Segundo o Google, 61% dos consumidores esperam que as marcas personalizem a experiência de compra segundo suas preferências de consumo. A base para isso, claro, está nos dados. uma vez que os consumidores decidem abrir mão de sua privacidade e compartilhar dados com as empresas, eles passam a esperar que essas informações sejam usadas para entregar o produto certo, do jeito que eles querem, no momento correto.

É preciso tomar cuidado, porém, para que a personalização faça sentido para os clientes. O caso da marca de calçados Shoes of Prey, uma das pioneiras no desenvolvimento de calçados personalizados em massa, mostra que a customização, em si mesma, não garante resultados. Para 99% das marcas, a personalização está muito mais relacionada a comprar da forma como o cliente quer, falando com a marca da forma como se desejar, do que propriamente com a oferta de produtos exclusivos.

Tangibilizar a marca

A loja física continua sendo a melhor forma de tangibilizar as promessas da marca. O ponto de venda tradicional mostra que a empresa é real, e não somente um website hospedado em algum lugar da internet. Para boa parte dos consumidores, é também um porto seguro caso aconteça algum problema com o produto. Em algumas categorias de produto, ter um ponto de venda físico permite realizar partes da interação com o cliente que seriam mais complicadas em uma operação 100% online.
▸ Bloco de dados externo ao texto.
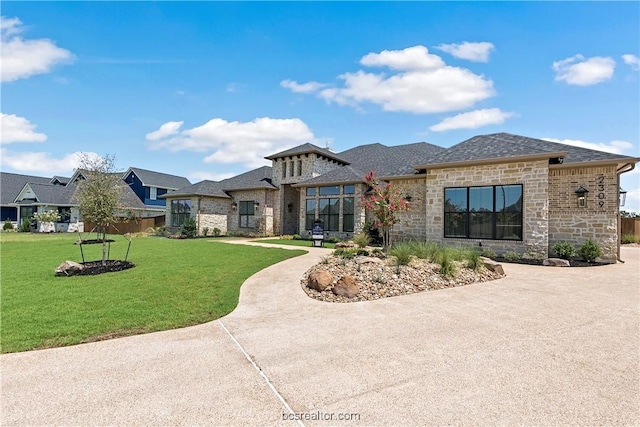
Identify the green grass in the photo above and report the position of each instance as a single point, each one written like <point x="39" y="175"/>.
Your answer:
<point x="289" y="242"/>
<point x="175" y="283"/>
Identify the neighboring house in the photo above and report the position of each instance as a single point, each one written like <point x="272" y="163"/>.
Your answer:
<point x="149" y="186"/>
<point x="24" y="195"/>
<point x="500" y="191"/>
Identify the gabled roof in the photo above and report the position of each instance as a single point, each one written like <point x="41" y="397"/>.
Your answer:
<point x="158" y="179"/>
<point x="255" y="179"/>
<point x="505" y="146"/>
<point x="308" y="149"/>
<point x="13" y="183"/>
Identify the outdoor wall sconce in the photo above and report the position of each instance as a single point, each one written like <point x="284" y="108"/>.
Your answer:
<point x="581" y="193"/>
<point x="623" y="196"/>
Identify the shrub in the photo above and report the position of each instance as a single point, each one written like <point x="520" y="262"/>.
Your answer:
<point x="447" y="267"/>
<point x="511" y="256"/>
<point x="564" y="250"/>
<point x="362" y="239"/>
<point x="402" y="253"/>
<point x="190" y="227"/>
<point x="25" y="226"/>
<point x="590" y="251"/>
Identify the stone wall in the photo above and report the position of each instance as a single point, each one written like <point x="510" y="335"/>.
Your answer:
<point x="411" y="224"/>
<point x="534" y="177"/>
<point x="598" y="220"/>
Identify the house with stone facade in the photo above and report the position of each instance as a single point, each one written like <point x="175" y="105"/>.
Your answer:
<point x="500" y="191"/>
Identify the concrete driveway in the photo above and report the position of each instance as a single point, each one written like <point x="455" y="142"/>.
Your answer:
<point x="542" y="346"/>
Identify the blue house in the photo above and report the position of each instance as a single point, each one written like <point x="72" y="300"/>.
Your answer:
<point x="149" y="185"/>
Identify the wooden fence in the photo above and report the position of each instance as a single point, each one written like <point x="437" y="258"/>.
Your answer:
<point x="630" y="226"/>
<point x="131" y="226"/>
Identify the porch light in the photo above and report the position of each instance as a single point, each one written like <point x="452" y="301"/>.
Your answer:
<point x="623" y="196"/>
<point x="581" y="193"/>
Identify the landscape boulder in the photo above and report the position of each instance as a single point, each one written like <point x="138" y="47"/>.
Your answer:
<point x="69" y="268"/>
<point x="556" y="262"/>
<point x="346" y="287"/>
<point x="320" y="280"/>
<point x="491" y="265"/>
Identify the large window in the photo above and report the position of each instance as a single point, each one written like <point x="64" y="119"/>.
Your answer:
<point x="180" y="211"/>
<point x="490" y="212"/>
<point x="246" y="214"/>
<point x="329" y="213"/>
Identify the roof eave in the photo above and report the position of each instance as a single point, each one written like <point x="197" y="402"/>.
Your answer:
<point x="493" y="160"/>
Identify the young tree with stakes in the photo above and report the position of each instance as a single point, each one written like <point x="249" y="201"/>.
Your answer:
<point x="384" y="201"/>
<point x="100" y="194"/>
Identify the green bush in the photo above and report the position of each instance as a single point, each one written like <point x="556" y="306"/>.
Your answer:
<point x="590" y="251"/>
<point x="362" y="239"/>
<point x="190" y="228"/>
<point x="402" y="253"/>
<point x="564" y="250"/>
<point x="25" y="226"/>
<point x="511" y="256"/>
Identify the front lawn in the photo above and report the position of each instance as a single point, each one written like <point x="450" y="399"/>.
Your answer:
<point x="175" y="283"/>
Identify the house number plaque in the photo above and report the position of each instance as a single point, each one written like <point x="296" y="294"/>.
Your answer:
<point x="601" y="194"/>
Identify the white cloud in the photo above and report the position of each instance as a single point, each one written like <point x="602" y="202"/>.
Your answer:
<point x="238" y="142"/>
<point x="632" y="60"/>
<point x="296" y="87"/>
<point x="579" y="71"/>
<point x="167" y="129"/>
<point x="476" y="52"/>
<point x="472" y="120"/>
<point x="423" y="83"/>
<point x="41" y="162"/>
<point x="616" y="147"/>
<point x="18" y="129"/>
<point x="21" y="58"/>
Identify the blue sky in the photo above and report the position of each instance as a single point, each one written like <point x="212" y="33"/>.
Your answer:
<point x="206" y="90"/>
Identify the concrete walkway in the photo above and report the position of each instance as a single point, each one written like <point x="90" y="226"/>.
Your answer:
<point x="542" y="346"/>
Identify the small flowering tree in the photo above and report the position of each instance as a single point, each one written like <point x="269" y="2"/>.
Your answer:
<point x="384" y="201"/>
<point x="47" y="219"/>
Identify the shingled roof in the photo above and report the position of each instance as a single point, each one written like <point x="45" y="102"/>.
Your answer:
<point x="13" y="183"/>
<point x="505" y="146"/>
<point x="158" y="179"/>
<point x="308" y="149"/>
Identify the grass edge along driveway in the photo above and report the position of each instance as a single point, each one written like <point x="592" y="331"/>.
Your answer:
<point x="175" y="283"/>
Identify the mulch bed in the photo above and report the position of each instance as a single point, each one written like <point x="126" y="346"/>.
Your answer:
<point x="528" y="261"/>
<point x="92" y="268"/>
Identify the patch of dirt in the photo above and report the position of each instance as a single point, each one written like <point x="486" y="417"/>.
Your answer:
<point x="528" y="261"/>
<point x="92" y="268"/>
<point x="383" y="280"/>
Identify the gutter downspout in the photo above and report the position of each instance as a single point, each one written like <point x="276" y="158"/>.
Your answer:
<point x="628" y="167"/>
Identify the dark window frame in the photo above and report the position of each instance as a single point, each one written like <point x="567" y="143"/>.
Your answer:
<point x="468" y="215"/>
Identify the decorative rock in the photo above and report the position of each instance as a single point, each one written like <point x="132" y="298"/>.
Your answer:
<point x="492" y="265"/>
<point x="69" y="268"/>
<point x="320" y="280"/>
<point x="346" y="287"/>
<point x="360" y="259"/>
<point x="556" y="262"/>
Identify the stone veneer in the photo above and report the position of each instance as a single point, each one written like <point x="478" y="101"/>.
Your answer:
<point x="534" y="177"/>
<point x="598" y="220"/>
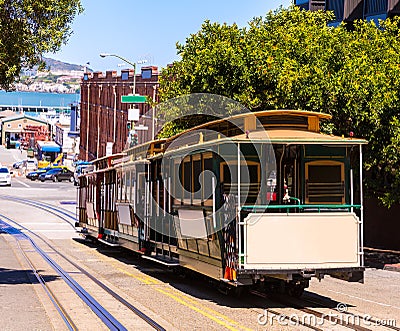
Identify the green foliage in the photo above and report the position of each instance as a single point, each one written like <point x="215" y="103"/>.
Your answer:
<point x="30" y="28"/>
<point x="292" y="59"/>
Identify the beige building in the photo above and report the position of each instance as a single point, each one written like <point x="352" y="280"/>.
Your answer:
<point x="20" y="128"/>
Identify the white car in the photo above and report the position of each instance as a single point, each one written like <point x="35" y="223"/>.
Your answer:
<point x="5" y="176"/>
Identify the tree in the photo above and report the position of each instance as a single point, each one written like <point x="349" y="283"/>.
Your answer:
<point x="293" y="59"/>
<point x="30" y="28"/>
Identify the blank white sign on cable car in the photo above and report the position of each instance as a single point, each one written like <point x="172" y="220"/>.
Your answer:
<point x="124" y="216"/>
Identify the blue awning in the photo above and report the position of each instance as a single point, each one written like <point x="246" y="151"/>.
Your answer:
<point x="51" y="149"/>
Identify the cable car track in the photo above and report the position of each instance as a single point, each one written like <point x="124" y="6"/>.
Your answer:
<point x="65" y="215"/>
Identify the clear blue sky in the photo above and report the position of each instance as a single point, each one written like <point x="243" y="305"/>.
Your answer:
<point x="148" y="30"/>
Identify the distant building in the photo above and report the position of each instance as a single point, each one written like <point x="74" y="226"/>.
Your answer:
<point x="350" y="10"/>
<point x="104" y="118"/>
<point x="23" y="128"/>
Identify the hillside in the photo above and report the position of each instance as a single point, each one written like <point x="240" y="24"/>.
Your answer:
<point x="55" y="65"/>
<point x="59" y="77"/>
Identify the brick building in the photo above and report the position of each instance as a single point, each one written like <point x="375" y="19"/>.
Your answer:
<point x="350" y="10"/>
<point x="104" y="118"/>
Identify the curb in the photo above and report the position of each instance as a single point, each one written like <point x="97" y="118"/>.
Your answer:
<point x="392" y="267"/>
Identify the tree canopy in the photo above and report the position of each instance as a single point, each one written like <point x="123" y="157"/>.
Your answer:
<point x="30" y="28"/>
<point x="293" y="59"/>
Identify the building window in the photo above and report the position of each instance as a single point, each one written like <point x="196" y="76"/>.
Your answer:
<point x="337" y="7"/>
<point x="146" y="73"/>
<point x="373" y="7"/>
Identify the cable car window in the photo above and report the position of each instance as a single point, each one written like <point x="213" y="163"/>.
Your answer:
<point x="325" y="182"/>
<point x="187" y="181"/>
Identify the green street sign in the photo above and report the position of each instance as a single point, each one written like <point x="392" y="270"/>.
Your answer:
<point x="133" y="99"/>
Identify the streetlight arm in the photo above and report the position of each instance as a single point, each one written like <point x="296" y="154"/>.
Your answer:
<point x="127" y="61"/>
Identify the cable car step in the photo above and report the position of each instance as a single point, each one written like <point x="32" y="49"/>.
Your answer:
<point x="164" y="261"/>
<point x="108" y="243"/>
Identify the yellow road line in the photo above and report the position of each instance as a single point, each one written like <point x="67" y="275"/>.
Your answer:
<point x="190" y="303"/>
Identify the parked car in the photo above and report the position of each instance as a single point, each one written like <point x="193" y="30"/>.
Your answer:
<point x="80" y="169"/>
<point x="57" y="175"/>
<point x="5" y="176"/>
<point x="31" y="164"/>
<point x="19" y="164"/>
<point x="33" y="175"/>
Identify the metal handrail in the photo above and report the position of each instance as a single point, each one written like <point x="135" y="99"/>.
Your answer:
<point x="301" y="207"/>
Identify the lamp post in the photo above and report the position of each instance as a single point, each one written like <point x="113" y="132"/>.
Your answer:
<point x="133" y="113"/>
<point x="127" y="61"/>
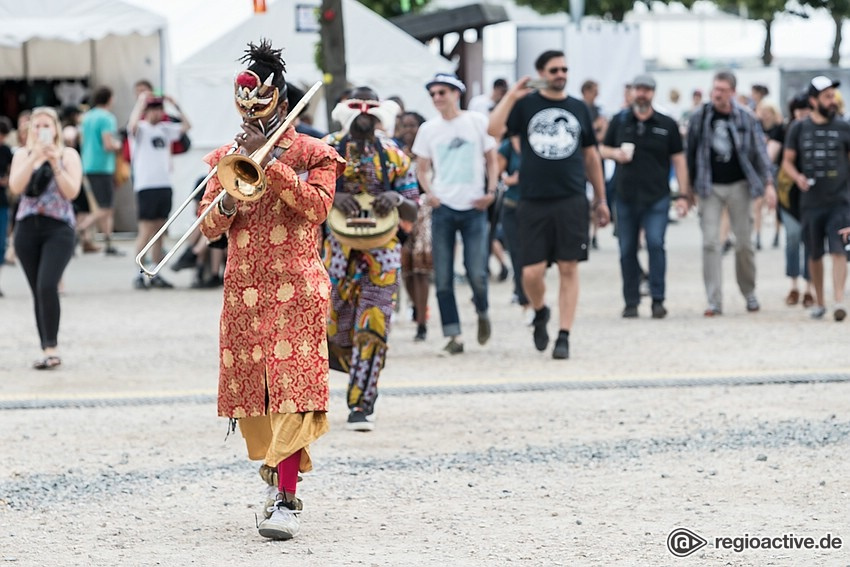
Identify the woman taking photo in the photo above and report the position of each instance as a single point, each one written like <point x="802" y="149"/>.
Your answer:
<point x="47" y="176"/>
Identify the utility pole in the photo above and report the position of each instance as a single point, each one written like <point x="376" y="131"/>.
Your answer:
<point x="332" y="37"/>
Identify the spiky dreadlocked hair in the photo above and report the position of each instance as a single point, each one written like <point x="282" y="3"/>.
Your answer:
<point x="265" y="60"/>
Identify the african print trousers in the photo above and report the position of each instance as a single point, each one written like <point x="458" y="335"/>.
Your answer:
<point x="359" y="325"/>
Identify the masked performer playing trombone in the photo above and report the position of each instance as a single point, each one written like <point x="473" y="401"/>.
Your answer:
<point x="362" y="253"/>
<point x="273" y="345"/>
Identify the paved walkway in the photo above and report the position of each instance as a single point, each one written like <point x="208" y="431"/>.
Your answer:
<point x="120" y="342"/>
<point x="539" y="477"/>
Por essas razões, marcas online de varejo dos mais variados segmentos têm aberto lojas físicas. Empresas como Warby Parker, Bonobos e Amaro perceberam que o PDV complementa o online, mesmo que parte das transações aconteça de forma digital. Na Bonobos, varejista americana de camisas feitas sob medida, as visitas dos clientes às lojas físicas são agendadas (pelo site da marca), para que o consumidor receba um atendimento personalizado, escolha texturas, tecidos e cores das roupas e tenha suas medidas tomadas. Os produtos são entregues depois de alguns dias em casa.

A abordagem da Amaro também integra online e offline. Suas Guide Shops são lojas físicas em que é possível provar os produtos, retirar compras ou devolver produtos. As roupas são entregues online e, assim, a loja física é, efetivamente, um showroom. Lá, o foco da equipe de atendimento fica concentrado em entender as demandas dos clientes e oferecer soluções.

Fazer parte do fulfillment

A loja física pode estar presente em outras fases do processo de compra. Modalidades omnichannel que vêm em forte expansão em todo o mundo, como o ship from store e o click & collect, usam o ponto de venda, respectivamente, como mini Centro de Distribuição para entregas na região e como ponto de retirada de compras pelos clientes. A lógica por trás desse movimento é a redução dos custos logísticos, especialmente na chamada “última milha” (o trecho da entrega ao cliente, em que é preciso distribuir pacotes individuais em endereços diferentes).

Pelo ship from store, o e-commerce usa o estoque da loja física para a entrega, que pode ser feita por um app de “delivery de tudo” (como Loggi e Rappi) ou por profissionais contratados diretamente pela empresa. Pelo click & collect, a loja física recebe as encomendas vindas do Centro de Distribuição e as aloca em uma área específica para retirada pelo cliente. O aumento dos investimentos do Magazine Luiza na transformação de suas lojas em hubs de distribuição de produtos mostra que essa estratégia terá um forte impacto sobre o varejo brasileiro.

O papel da loja física está mudando radicalmente. O crescimento das vendas online e o aumento da presença do digital nas várias fases da jornada dos consumidores tem colocado na mão dos clientes diversos processos que antes aconteciam no PDV, como a comparação de preços e a informação sobre produtos. Ao mesmo tempo, a loja física está fazendo parte de novos momentos do relacionamento com os clientes, como a logística online. Tudo isso aumenta a complexidade da gestão do varejo, mas oferece novas oportunidades para a atração e fidelização dos clientes.